The heat is stifling and imposing like the grandmère who heaps on thick blankets despite the searing skin of a feverish body; a heat intensified by the approaching mid morning sun from which those who have spent time, indeed lived within this volcanic crater from their birth, would repel, dash away, finding any barrier (the sports pages of the Journal de l’ile, the side of a building, a broad banana leaf) with which to block the very object of desire for many a pale vacationer.
10:36 - The gates are rolled aside (they do move after all!) a wide, dark grey BMW ambles into the courtyard, tilts as it rolls towards the waiting group of people on the careening path. A middle age woman in a dark suit emerges tensely from the driver’s side, tugs down at her jacket’s hem, and gathers an armful of folders as she heads into the crowd. I adjust the strap supporting the bulge on my abdomen, contemplating following her now or waiting until the crowd thins. The air is tense as it is hot, bodies do not move out of her way, heads look up in relief and disgust as she fumbles with the keys and makes the assertion “No one may enter until I have set up my desk… in about 5 minutes.” Eyes roll. Sighs are pushed out of tense lips. Crossed arms tighten a little more. Finally we are permitted to enter and as if reversing the events of hours earlier, the crowd pushes inward, fighting for a good place in line. Eventually everyone has received a number, the dust settles, and nerves are internalized again.
In this room masses of humid air hover around the shoulders of immobile bodies.
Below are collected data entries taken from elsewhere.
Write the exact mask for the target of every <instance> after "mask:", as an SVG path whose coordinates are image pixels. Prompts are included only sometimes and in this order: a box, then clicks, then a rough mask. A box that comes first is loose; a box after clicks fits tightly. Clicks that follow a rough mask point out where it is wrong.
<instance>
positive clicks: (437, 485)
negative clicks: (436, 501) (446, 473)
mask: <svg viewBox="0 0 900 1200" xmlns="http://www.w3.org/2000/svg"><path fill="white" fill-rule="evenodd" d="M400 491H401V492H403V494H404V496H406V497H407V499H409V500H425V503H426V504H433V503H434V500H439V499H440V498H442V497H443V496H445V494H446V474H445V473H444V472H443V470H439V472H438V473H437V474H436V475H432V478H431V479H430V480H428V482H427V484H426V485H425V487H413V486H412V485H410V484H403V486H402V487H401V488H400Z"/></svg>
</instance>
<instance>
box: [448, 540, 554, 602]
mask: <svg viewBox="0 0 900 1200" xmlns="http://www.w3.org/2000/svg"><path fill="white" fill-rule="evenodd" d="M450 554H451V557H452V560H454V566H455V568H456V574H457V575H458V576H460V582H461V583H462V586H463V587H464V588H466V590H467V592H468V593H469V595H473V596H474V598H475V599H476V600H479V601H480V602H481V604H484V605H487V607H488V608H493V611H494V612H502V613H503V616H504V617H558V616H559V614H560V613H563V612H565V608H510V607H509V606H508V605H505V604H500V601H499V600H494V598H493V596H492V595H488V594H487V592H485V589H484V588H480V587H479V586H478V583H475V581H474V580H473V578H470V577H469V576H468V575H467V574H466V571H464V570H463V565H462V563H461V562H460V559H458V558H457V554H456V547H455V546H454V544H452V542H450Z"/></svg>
I am seated third from the door along the western wall which is lined in its entirety with narrow-seated plastic chairs. The heat causes a geiser of sweat out of the pores upon even the slightest contact between the external sides of two arms at once fermenting my armpits as my limbs bolster my weak frame. There is no space between bodies, which have all generally assumed a slumped posture, reflecting their state of being: somewhere between sullen and anxious. Most of the people present seem to endure the slippery and itchy contact with each other- there are greater concerns at hand. The conversation in the room is kept to a low mumble between a couple across from where I am sitting, an occasional shriek from the infant in my lap or the insistent pleading of a toddler for coka or his sisters plush nounou. By contrast the woman at the desk seems to bellow her instructions: “Non, Monsieur, you are going to have to come back with more sufficient evidence of your conjugal relations…”
“Excusez-moi, Mademoiselle, is there a WC here?” A low creaking of her seat and feint crease along side the corner of her mouth, the young Malagasy woman next to me presses her papers deep into her lower abdomen as she gestures with the other hand “Là-bàs.” She seems to be enduring the same general discomfort of knowing that her status is also quite literally in limbo.
Agee, J. & Evans, W. (1939, 2001). Let Us Now Praise Famous Men. Mariner Books: New York, NY.
Tedlock, Barbara. “From Participant Observation to the Observation of Participation: The Emergence of Narrative Ethnography,” Journal of Anthropological Research. 47 (1), 1991: 77.